Combination of automated high throughput platforms, flow cytometry, and hierarchical clustering to detect cell state
Version of Record online: 8 JAN 2007
Copyright © 2007 International Society for Analytical Cytology
Cytometry Part A
Volume 71A, Issue 1, pages 16–27, January 2007
How to Cite
Kitsos, C. M., Bhamidipati, P., Melnikova, I., Cash, E. P., McNulty, C., Furman, J., Cima, M. J. and Levinson, D. (2007), Combination of automated high throughput platforms, flow cytometry, and hierarchical clustering to detect cell state. Cytometry, 71A: 16–27. doi: 10.1002/cyto.a.20353
- Issue online: 24 JAN 2007
- Version of Record online: 8 JAN 2007
- Manuscript Accepted: 27 OCT 2006
- Manuscript Revised: 21 MAR 2006
- Manuscript Received: 6 OCT 2005
- Defense Advanced Research Projects Agency (DARPA)
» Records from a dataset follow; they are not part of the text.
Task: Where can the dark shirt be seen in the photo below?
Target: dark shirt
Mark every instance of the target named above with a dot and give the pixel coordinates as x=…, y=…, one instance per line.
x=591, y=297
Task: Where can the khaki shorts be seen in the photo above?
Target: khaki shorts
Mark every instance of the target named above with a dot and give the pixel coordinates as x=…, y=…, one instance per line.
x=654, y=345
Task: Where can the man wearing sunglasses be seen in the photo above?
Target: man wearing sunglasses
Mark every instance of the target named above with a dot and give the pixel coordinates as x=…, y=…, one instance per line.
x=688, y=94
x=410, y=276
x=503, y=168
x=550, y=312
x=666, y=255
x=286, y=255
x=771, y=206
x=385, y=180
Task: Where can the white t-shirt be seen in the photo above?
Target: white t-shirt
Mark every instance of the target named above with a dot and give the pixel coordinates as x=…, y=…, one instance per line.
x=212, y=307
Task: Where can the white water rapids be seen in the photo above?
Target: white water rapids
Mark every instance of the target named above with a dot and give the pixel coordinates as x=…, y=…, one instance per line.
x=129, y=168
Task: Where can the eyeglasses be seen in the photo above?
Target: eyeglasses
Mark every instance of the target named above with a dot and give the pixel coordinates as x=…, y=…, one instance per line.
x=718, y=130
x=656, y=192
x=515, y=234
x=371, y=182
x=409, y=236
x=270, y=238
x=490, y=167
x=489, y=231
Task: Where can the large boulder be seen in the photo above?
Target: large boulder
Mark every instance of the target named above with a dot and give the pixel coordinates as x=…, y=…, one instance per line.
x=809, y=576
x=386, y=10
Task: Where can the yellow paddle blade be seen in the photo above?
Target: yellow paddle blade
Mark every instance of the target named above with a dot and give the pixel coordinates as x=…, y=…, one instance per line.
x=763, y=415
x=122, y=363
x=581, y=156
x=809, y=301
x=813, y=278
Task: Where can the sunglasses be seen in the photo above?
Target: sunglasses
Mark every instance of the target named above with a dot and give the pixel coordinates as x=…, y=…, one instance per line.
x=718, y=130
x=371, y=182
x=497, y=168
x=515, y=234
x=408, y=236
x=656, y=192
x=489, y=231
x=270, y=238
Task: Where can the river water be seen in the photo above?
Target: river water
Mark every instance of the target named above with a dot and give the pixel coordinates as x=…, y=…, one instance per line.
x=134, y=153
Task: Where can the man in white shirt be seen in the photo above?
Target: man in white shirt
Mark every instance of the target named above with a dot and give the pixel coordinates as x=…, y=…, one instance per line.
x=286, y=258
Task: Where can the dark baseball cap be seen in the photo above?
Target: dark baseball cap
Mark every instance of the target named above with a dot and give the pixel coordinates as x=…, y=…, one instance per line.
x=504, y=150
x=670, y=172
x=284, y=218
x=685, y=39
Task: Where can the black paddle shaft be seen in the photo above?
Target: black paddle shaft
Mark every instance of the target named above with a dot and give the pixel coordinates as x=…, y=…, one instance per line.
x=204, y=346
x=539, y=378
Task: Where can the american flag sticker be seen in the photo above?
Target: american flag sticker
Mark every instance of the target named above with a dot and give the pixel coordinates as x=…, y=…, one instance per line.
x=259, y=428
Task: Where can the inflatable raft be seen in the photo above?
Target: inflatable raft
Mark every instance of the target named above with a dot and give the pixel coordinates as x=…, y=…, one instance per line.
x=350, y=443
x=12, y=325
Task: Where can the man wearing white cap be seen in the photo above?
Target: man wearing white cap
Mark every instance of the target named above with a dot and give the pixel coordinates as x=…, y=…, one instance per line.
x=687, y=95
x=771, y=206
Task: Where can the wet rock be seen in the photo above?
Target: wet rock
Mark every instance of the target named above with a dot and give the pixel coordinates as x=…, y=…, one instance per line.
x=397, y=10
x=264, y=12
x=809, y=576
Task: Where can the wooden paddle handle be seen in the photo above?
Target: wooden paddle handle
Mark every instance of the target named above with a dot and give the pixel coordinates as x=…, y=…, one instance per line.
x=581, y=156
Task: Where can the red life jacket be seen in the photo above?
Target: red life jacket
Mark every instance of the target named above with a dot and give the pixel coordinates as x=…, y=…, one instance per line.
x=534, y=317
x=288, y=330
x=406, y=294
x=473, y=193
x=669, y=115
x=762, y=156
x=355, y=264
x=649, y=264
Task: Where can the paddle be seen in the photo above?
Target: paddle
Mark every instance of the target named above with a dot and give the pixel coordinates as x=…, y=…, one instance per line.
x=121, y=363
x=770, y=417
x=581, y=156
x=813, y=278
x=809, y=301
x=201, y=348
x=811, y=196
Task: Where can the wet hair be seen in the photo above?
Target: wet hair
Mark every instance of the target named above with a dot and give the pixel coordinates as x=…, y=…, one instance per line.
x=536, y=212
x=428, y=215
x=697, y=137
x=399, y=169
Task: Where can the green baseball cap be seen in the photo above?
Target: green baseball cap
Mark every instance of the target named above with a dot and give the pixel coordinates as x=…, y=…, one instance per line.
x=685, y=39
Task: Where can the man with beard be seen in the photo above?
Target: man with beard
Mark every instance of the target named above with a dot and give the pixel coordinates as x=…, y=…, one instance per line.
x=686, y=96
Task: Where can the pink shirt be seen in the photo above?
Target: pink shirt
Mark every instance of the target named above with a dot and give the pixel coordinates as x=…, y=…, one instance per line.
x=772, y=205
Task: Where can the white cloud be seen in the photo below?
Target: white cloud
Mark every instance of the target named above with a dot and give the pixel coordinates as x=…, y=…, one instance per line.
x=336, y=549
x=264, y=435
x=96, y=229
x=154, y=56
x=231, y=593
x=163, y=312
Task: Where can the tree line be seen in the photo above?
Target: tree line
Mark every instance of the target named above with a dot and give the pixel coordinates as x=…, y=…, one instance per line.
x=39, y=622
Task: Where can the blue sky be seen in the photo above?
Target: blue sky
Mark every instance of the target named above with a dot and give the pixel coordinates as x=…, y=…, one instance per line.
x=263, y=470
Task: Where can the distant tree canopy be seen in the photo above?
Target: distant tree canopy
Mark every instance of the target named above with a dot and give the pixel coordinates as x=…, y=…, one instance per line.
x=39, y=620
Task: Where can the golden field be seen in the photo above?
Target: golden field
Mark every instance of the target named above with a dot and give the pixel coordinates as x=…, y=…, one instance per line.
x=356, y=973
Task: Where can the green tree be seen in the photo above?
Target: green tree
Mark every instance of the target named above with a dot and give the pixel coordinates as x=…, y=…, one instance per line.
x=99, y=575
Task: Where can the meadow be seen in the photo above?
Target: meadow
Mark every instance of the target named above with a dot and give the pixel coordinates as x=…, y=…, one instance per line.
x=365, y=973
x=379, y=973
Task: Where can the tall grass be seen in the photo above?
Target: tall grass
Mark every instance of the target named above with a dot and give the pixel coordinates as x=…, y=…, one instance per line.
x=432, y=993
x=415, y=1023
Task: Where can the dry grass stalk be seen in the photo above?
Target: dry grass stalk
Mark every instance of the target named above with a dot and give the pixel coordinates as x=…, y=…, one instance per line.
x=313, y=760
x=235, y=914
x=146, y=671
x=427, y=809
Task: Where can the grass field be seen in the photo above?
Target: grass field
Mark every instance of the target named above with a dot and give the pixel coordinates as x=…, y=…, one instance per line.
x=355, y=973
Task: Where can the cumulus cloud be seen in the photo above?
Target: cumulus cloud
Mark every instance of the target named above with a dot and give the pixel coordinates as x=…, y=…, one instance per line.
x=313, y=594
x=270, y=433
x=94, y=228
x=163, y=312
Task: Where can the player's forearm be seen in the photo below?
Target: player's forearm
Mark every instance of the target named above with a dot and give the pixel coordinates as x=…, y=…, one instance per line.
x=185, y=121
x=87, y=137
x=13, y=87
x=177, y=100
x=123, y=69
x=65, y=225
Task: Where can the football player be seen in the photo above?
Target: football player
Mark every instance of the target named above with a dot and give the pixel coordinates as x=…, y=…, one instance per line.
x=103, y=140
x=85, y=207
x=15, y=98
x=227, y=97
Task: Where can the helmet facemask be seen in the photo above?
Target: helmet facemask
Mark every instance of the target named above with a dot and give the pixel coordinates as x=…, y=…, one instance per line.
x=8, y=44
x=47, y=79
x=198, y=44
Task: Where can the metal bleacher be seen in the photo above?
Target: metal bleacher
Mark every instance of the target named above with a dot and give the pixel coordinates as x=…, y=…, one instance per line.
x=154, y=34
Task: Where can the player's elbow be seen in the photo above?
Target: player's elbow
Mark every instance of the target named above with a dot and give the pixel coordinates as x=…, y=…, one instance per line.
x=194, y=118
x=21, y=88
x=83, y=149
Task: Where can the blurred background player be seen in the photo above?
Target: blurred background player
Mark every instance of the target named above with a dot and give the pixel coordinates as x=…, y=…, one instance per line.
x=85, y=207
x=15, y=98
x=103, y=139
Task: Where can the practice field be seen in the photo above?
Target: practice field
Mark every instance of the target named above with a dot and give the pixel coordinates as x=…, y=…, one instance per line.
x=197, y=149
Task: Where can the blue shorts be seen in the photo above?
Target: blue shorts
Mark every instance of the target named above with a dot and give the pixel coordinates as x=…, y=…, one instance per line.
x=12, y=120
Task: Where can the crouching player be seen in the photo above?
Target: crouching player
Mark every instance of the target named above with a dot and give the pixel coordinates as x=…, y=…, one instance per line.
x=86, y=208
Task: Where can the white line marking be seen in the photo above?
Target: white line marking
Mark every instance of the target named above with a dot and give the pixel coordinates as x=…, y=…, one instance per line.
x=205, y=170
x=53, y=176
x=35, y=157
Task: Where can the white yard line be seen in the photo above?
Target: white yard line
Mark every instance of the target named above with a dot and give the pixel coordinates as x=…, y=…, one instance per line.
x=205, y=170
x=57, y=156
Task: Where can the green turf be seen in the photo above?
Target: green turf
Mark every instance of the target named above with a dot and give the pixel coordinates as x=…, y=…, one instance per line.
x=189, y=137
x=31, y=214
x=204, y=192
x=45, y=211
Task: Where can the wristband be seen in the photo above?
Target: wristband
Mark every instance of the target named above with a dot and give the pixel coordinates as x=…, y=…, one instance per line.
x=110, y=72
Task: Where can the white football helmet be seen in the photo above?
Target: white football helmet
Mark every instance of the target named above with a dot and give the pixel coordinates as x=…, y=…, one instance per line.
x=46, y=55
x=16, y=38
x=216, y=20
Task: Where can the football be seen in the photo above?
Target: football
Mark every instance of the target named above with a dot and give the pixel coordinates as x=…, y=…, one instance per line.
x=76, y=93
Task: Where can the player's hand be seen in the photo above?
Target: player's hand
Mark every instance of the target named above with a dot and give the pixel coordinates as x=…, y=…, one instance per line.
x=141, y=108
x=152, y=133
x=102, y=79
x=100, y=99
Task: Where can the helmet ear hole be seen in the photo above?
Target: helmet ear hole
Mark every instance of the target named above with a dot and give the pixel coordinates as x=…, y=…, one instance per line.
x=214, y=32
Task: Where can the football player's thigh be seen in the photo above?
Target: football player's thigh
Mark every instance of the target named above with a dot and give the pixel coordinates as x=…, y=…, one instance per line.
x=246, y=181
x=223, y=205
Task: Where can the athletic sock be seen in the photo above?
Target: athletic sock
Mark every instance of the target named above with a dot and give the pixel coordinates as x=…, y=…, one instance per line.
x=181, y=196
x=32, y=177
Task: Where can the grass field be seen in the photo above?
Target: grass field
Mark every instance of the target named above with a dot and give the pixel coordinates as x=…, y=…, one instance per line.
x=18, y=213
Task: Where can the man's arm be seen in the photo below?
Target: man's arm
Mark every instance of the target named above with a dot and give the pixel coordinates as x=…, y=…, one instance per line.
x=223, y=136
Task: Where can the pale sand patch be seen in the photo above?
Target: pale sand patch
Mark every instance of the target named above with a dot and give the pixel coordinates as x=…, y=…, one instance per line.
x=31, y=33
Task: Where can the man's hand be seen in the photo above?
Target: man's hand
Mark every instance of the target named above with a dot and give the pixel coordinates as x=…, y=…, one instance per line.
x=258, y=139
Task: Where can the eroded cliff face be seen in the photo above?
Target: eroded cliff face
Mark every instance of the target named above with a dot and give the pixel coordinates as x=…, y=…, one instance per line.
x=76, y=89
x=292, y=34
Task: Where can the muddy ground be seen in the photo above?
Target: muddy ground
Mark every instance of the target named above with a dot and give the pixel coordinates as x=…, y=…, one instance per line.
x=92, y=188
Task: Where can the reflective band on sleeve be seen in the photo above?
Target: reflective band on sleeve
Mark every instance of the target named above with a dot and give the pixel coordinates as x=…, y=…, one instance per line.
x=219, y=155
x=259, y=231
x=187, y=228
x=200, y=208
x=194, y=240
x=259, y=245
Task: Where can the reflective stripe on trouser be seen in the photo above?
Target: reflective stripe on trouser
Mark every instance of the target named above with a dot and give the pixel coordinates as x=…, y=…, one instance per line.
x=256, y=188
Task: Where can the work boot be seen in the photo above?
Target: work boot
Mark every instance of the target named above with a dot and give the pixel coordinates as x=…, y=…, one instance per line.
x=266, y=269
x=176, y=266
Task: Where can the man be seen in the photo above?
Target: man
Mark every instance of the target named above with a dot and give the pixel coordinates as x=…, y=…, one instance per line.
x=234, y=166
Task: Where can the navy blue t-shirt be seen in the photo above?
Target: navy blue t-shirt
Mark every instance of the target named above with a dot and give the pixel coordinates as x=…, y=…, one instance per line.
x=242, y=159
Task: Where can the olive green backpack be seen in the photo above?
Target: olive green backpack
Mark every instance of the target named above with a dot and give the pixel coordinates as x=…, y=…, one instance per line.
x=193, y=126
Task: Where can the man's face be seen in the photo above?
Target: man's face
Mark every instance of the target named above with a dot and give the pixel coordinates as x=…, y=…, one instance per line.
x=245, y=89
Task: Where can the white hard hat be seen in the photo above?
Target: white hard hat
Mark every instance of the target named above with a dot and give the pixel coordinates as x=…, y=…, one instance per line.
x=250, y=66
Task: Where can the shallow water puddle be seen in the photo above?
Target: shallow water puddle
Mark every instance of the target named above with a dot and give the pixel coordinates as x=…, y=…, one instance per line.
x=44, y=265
- hierarchical clustering;
- high-throughput experimentation;
- flow cytometry;
- cell-surface antigens;
- cellular phenotypes;
- cellular profiling
This study examined whether hierarchical clustering could be used to detect cell states induced by treatment combinations that were generated through automation and high-throughput (HT) technology. Data-mining techniques were used to analyze the large experimental data sets to determine whether nonlinear, non-obvious responses could be extracted from the data.
Unary, binary, and ternary combinations of pharmacological factors (examples of stimuli) were used to induce differentiation of HL-60 cells using a HT automated approach. Cell profiles were analyzed by incorporating hierarchical clustering methods on data collected by flow cytometry. Data-mining techniques were used to explore the combinatorial space for nonlinear, unexpected events. Additional small-scale, follow-up experiments were performed on cellular profiles of interest.
Multiple, distinct cellular profiles were detected using hierarchical clustering of expressed cell-surface antigens. Data-mining of this large, complex data set retrieved cases of both factor dominance and cooperativity, as well as atypical cellular profiles. Follow-up experiments found that treatment combinations producing “atypical cell types” made those cells more susceptible to apoptosis.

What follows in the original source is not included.